Melika sees herself as an artist. She took photos and organised her first exhibitions as an adolescent. Since being forced to leave her home country of Iran, however, she has a different career aspiration – one with which she is able to support other Iranians.
The 22-year-old grew up in the port city of Mahshahr, where she went to school for twelve years and graduated with very good grades. In 2019, however, the situation in her homeland became so uncertain that she left for Europe together with her mother. The two women went to Sweden first, before moving to Germany in the spring of 2021, where they now live together in Braunschweig.
A few months after her arrival in the city, Melika began to look at her opportunities for studying at a university. “I graduated from high school and wanted to go to university in Iran,” she explains. That is why she is now interested in studying for a degree in Germany.
Before leaving Iran, she had thought about studying art. That has now changed: “I want to study for a degree in psychology,” explains Melika. “As a psychologist, I would like to help my compatriots in the future, as I believe that the Republic of Iran has done psychological and physical harm to many people over the past 40 years, and many of us need support with our mental health.” Her goal is to stay in Germany and to help Iranian people living here.
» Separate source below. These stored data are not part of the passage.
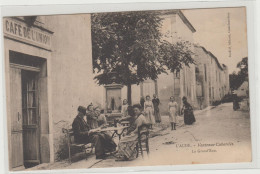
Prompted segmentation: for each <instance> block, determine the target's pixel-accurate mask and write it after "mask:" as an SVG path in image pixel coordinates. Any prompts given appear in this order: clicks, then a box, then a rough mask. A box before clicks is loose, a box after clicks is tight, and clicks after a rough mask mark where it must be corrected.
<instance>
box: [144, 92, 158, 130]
mask: <svg viewBox="0 0 260 174" xmlns="http://www.w3.org/2000/svg"><path fill="white" fill-rule="evenodd" d="M144 112H145V117H146V119H147V122H148V123H150V124H151V127H152V125H153V124H155V121H154V116H153V113H154V107H153V102H152V101H151V100H150V96H149V95H147V96H146V101H145V102H144Z"/></svg>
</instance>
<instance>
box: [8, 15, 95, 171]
mask: <svg viewBox="0 0 260 174" xmlns="http://www.w3.org/2000/svg"><path fill="white" fill-rule="evenodd" d="M3 32H4V65H5V81H6V88H5V89H6V91H5V92H6V96H5V97H6V117H5V118H6V123H7V133H8V149H9V150H8V156H9V168H10V170H20V169H23V168H26V167H31V166H34V165H37V164H41V163H49V162H54V161H55V160H56V158H57V155H56V154H57V152H58V151H59V147H60V145H59V144H60V138H61V137H62V131H61V128H62V127H63V126H64V124H63V123H66V124H71V123H72V121H73V119H74V118H75V116H76V114H77V107H78V106H79V105H88V104H89V103H90V102H95V98H96V97H94V96H95V90H94V88H95V85H96V84H95V83H94V81H93V77H92V52H91V51H92V50H91V23H90V15H89V14H82V15H55V16H27V17H5V18H3Z"/></svg>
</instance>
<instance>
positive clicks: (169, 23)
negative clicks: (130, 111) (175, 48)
mask: <svg viewBox="0 0 260 174" xmlns="http://www.w3.org/2000/svg"><path fill="white" fill-rule="evenodd" d="M161 14H162V17H163V18H164V20H163V25H162V28H161V32H162V34H163V35H164V39H165V40H167V41H169V42H171V43H175V42H177V41H180V40H183V41H189V42H190V43H193V33H194V32H195V31H196V30H195V29H194V27H193V26H192V25H191V23H190V22H189V21H188V19H187V18H186V17H185V16H184V14H183V13H182V12H181V11H180V10H169V11H163V12H162V13H161ZM191 49H192V50H193V47H192V48H191ZM118 90H119V89H118ZM120 90H121V88H120ZM121 91H122V93H121V96H120V97H121V98H122V99H126V98H127V88H126V87H125V86H124V87H122V90H121ZM118 94H119V93H118ZM153 94H156V95H157V96H158V97H159V99H160V101H161V105H160V111H161V114H167V112H168V110H167V106H168V102H169V99H170V96H174V97H175V99H176V100H177V102H178V103H179V106H181V105H182V102H181V98H182V97H183V96H186V97H187V98H188V100H189V102H191V104H193V105H197V103H196V102H197V101H196V84H195V65H191V66H190V67H187V66H184V67H183V69H182V70H181V71H180V72H176V73H174V74H173V73H171V72H169V73H168V74H161V75H159V77H158V79H157V80H156V81H153V80H146V81H144V82H143V83H141V84H140V85H132V103H133V104H135V103H139V102H140V98H141V97H145V96H147V95H150V96H151V98H152V96H153Z"/></svg>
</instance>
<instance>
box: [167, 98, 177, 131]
mask: <svg viewBox="0 0 260 174" xmlns="http://www.w3.org/2000/svg"><path fill="white" fill-rule="evenodd" d="M177 108H178V104H177V102H176V101H174V97H173V96H171V97H170V102H169V103H168V111H169V120H170V123H171V127H172V130H176V122H177V118H176V117H177Z"/></svg>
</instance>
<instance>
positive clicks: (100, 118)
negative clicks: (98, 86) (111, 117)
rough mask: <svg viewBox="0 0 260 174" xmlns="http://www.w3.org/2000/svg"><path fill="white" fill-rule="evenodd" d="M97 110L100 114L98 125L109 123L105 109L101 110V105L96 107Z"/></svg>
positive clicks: (96, 111) (102, 109)
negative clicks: (108, 121) (100, 105)
mask: <svg viewBox="0 0 260 174" xmlns="http://www.w3.org/2000/svg"><path fill="white" fill-rule="evenodd" d="M95 112H96V114H97V116H98V120H97V121H98V126H102V125H107V118H106V115H105V114H104V109H102V110H100V108H99V107H97V108H95Z"/></svg>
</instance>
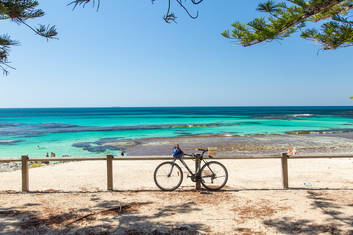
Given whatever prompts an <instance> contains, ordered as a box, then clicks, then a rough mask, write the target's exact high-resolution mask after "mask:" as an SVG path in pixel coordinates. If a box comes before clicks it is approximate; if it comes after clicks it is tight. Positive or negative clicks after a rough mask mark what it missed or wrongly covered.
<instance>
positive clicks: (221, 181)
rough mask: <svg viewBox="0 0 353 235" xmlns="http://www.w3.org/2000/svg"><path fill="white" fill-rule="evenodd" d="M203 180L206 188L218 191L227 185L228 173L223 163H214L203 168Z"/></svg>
mask: <svg viewBox="0 0 353 235" xmlns="http://www.w3.org/2000/svg"><path fill="white" fill-rule="evenodd" d="M201 178H202V181H201V182H202V184H203V186H204V187H205V188H207V189H211V190H218V189H220V188H222V187H223V186H224V185H225V184H226V182H227V180H228V172H227V170H226V169H225V167H224V166H223V165H222V164H221V163H219V162H215V161H213V162H209V163H207V164H206V165H204V166H203V168H202V171H201Z"/></svg>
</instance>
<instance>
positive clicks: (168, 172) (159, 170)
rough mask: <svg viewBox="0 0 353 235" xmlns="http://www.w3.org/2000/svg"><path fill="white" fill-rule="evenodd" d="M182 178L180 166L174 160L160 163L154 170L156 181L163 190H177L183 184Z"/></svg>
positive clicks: (157, 184) (182, 175)
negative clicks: (175, 163)
mask: <svg viewBox="0 0 353 235" xmlns="http://www.w3.org/2000/svg"><path fill="white" fill-rule="evenodd" d="M182 178H183V173H182V171H181V169H180V167H179V166H178V165H176V164H174V163H172V162H164V163H162V164H160V165H159V166H158V167H157V168H156V170H155V172H154V180H155V183H156V185H157V186H158V187H159V188H160V189H162V190H167V191H172V190H175V189H176V188H178V187H179V185H180V184H181V182H182Z"/></svg>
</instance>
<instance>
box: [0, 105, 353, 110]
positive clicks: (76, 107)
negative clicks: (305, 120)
mask: <svg viewBox="0 0 353 235" xmlns="http://www.w3.org/2000/svg"><path fill="white" fill-rule="evenodd" d="M206 107H209V108H222V107H223V108H226V107H229V108H230V107H234V108H236V107H243V108H246V107H353V104H352V105H211V106H207V105H190V106H177V105H175V106H52V107H7V108H3V107H0V109H64V108H68V109H70V108H72V109H75V108H206Z"/></svg>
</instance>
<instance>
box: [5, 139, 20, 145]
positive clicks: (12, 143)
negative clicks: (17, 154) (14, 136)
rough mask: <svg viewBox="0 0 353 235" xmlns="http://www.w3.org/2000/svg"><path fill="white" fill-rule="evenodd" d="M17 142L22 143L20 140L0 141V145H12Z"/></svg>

Melika still has a long way to go, though. First of all, she has to learn German. When looking for a suitable German course she came across the “Bridges4Refugees” project at the University of Braunschweig Institute of Technology. This is a bridging course which is offered by the university in cooperation with the German Academic Exchange Service (DAAD).
The course is aimed at refugees who want to study for a degree but who do not yet have the German language skills to be able to do so. Depending on their level of knowledge, they learn the language within three to twelve months and then complete their course with the “German as a foreign language test” (TestDaF). If they successfully pass the test, they can then study for a degree at the TU Braunschweig – or at another university in Germany.
On her arrival in Lower Saxony, Melika couldn’t speak a word of German. She applied for the intensive language course with a certified copy of her school certificate and a covering letter in English. This was followed by a 15-minute interview in English in which the native of Iran spoke about her study-related goals. A week later she was accepted, and since August 2022 she has been learning German for five hours every day.
“It is, of course, very intense, but both the atmosphere on the course and the classes are great,” explains Melika. “I am also very motivated because I want to build a good life for myself in Germany – and having good language skills is very important for that.” She has already achieved the B1 language level, but wants to learn more. “The better my German is, the easier it will be for me to study for a degree.”
Melika is planning to pass the final test for her language course in September 2023 before attending a preparative course in maths. “I’ve spoken to several students at the university and have heard that such a course could be helpful in refreshing my knowledge of maths.”
At the same time, the 22-year-old wants to apply for a place on the psychology programme at the University of Braunschweig Institute of Technology, and hopes to be able to start her degree in the summer semester of 2024.